A while back a dear friend of mine suggested that I may benefit from keeping a blog. With no specific topic in mind, I think she simply wanted me to put pen to paper again, even if it is in an electronic form. Even without having read a word of mine, she knew just how supportive the power of language is to me. How much I have always dreamed of being able to move or inspire others somehow.

Thank you my dear! I will always be grateful for your friendship and support.
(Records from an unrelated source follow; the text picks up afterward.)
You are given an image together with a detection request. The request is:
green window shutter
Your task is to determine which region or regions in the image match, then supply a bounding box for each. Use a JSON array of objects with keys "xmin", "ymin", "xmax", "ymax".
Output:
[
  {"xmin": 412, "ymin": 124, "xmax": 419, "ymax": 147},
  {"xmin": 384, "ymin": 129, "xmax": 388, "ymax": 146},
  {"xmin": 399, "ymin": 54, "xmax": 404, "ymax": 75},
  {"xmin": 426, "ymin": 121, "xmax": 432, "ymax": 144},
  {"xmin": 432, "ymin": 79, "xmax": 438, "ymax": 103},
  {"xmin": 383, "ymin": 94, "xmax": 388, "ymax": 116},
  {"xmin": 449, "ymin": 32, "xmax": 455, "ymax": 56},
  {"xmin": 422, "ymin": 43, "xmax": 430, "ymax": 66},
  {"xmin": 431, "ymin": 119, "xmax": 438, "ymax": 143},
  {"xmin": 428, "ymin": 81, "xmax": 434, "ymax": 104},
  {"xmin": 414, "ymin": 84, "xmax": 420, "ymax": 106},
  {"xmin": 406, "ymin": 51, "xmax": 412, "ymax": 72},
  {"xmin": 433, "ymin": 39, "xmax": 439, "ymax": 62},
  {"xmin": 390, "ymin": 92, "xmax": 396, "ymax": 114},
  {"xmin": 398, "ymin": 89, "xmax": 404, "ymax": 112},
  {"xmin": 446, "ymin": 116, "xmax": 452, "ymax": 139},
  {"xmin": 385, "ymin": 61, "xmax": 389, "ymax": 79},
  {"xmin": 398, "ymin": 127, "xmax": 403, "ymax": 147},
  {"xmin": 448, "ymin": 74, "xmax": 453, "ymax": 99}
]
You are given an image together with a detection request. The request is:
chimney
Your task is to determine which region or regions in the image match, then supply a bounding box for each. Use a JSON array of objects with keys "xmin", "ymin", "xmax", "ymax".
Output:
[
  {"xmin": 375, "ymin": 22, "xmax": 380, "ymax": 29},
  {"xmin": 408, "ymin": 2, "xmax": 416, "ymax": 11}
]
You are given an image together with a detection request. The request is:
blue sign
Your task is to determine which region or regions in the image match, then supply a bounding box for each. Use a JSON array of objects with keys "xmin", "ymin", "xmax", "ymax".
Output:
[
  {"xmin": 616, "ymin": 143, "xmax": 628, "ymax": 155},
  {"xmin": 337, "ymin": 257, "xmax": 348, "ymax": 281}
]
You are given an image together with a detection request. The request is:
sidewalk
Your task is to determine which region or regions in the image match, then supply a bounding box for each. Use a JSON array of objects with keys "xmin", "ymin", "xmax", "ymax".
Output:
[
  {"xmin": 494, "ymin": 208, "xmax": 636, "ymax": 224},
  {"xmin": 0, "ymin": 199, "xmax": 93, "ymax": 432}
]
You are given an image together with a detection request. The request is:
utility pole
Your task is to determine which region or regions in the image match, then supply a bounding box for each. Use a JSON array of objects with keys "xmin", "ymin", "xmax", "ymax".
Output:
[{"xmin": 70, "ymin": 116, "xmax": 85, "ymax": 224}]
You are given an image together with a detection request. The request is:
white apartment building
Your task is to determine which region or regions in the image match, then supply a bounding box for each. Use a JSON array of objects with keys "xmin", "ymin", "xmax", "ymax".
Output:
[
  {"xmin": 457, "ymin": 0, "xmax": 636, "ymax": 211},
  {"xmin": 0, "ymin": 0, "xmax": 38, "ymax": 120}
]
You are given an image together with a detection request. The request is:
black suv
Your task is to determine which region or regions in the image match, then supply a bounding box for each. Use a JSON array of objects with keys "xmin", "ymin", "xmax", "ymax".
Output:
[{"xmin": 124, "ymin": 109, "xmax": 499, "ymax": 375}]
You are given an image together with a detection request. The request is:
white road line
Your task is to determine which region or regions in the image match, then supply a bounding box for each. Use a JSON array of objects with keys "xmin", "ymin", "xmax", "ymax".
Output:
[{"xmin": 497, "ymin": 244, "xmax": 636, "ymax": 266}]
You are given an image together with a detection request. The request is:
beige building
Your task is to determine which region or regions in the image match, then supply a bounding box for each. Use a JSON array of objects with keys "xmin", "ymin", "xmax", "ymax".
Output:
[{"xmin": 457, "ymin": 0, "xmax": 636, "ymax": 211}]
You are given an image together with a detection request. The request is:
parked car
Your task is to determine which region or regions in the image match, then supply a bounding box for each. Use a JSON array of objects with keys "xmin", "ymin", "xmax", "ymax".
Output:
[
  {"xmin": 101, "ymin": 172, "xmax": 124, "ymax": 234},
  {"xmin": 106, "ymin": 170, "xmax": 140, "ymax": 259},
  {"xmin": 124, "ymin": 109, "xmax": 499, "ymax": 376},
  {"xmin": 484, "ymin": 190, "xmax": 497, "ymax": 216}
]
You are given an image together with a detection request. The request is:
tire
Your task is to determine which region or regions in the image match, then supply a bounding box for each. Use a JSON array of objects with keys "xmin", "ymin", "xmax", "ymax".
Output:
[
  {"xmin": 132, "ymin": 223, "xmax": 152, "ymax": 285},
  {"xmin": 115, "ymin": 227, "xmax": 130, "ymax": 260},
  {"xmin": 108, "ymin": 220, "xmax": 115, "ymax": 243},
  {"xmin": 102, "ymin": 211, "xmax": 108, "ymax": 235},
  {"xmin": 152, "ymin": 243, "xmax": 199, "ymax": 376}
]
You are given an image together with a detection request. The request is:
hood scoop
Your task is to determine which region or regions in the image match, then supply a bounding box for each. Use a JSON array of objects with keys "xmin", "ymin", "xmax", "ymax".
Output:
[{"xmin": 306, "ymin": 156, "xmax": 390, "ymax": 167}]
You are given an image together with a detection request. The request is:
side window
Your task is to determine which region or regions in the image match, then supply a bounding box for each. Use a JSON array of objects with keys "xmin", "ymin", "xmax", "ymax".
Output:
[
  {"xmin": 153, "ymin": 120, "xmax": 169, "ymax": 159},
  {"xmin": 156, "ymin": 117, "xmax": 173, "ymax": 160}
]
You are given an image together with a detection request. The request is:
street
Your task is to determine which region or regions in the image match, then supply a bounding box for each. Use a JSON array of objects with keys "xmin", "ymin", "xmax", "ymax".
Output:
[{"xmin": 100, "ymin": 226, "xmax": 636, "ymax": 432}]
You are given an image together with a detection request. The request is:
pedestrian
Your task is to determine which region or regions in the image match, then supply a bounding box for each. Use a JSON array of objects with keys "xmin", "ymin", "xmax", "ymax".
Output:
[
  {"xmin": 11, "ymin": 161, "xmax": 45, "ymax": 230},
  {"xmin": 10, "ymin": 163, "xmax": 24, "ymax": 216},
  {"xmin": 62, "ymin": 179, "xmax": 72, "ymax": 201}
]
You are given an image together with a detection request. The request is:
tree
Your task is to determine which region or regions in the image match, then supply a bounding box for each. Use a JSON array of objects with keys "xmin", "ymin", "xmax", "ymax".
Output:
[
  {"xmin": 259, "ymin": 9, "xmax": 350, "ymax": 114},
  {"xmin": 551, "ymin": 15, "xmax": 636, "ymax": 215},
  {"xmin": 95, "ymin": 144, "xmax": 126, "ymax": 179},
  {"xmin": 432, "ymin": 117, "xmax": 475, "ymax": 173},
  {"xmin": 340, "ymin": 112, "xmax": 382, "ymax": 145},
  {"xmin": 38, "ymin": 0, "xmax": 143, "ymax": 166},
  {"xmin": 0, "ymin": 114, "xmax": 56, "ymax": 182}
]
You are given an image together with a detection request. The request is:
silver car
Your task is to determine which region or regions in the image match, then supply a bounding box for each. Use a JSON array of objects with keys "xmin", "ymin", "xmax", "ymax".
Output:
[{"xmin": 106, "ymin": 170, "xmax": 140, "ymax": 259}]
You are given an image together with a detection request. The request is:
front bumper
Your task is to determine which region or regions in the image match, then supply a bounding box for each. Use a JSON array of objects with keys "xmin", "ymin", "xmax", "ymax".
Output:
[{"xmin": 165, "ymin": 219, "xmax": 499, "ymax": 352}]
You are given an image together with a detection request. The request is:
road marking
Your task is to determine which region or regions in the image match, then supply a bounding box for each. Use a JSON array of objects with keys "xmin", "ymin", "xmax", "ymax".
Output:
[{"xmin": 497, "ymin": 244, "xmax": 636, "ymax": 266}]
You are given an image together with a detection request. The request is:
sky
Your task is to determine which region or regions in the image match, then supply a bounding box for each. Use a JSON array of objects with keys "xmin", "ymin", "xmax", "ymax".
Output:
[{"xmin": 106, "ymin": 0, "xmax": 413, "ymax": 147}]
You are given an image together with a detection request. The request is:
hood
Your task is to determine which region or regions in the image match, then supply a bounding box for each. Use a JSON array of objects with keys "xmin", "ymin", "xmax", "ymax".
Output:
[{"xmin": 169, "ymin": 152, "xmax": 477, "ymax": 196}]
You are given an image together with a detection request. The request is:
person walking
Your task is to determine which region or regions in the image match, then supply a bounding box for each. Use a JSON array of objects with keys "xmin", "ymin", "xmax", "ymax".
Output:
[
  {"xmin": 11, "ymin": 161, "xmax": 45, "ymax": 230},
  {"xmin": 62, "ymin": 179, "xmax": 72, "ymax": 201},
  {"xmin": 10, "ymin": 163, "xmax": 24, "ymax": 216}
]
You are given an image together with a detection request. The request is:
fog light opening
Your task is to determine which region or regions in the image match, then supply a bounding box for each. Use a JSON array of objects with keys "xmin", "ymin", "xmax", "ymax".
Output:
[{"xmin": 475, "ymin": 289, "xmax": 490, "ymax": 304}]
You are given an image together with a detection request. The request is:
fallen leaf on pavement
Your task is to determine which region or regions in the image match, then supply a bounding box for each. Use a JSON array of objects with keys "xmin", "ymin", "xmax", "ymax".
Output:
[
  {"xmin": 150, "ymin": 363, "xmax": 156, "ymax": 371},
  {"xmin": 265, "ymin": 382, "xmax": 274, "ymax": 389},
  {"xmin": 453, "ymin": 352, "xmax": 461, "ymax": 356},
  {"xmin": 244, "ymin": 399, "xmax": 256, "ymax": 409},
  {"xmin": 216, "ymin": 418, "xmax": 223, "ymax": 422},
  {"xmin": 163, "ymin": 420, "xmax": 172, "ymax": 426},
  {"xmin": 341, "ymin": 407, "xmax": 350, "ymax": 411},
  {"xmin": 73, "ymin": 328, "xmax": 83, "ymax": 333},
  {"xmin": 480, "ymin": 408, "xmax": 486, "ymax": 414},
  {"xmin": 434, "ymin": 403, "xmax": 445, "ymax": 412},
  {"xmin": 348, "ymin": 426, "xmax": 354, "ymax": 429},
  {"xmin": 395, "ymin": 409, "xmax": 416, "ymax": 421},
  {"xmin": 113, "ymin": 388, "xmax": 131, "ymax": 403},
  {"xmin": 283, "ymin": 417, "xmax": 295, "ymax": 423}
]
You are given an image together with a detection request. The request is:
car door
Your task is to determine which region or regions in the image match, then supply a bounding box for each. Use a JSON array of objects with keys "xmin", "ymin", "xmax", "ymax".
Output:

I have been very lucky when it comes to friends. Some I truly cannot see my life without. They have brought me so much joy and I cannot imagine what my life would have been like had I never met them. However, with family I have been less fortunate. Do not get me wrong, I love every single individual in the dysfunctional group from which I originate but to call us a family is to hold us in far too high regards. Growing up was chaotic for all of us and, personally, I still have not been able to find my way to freedom.  I am still not sure of who I am or where my true worth lies.

This will be the premise of my blog. Hopefully, by documenting and sharing my account with you I will slowly be able to find out who I truly am and what I am meant to do with this life I have been given. Although, consider yourselves pre-warned, since English is not my native language I am sure grammatical errors and confusing ramblings will pop up in my posts from time to time. However, if through this process I am able to repay your kindness with inspiration or thoughtful topics I could not ask for more. It is all I could ever wish to give you.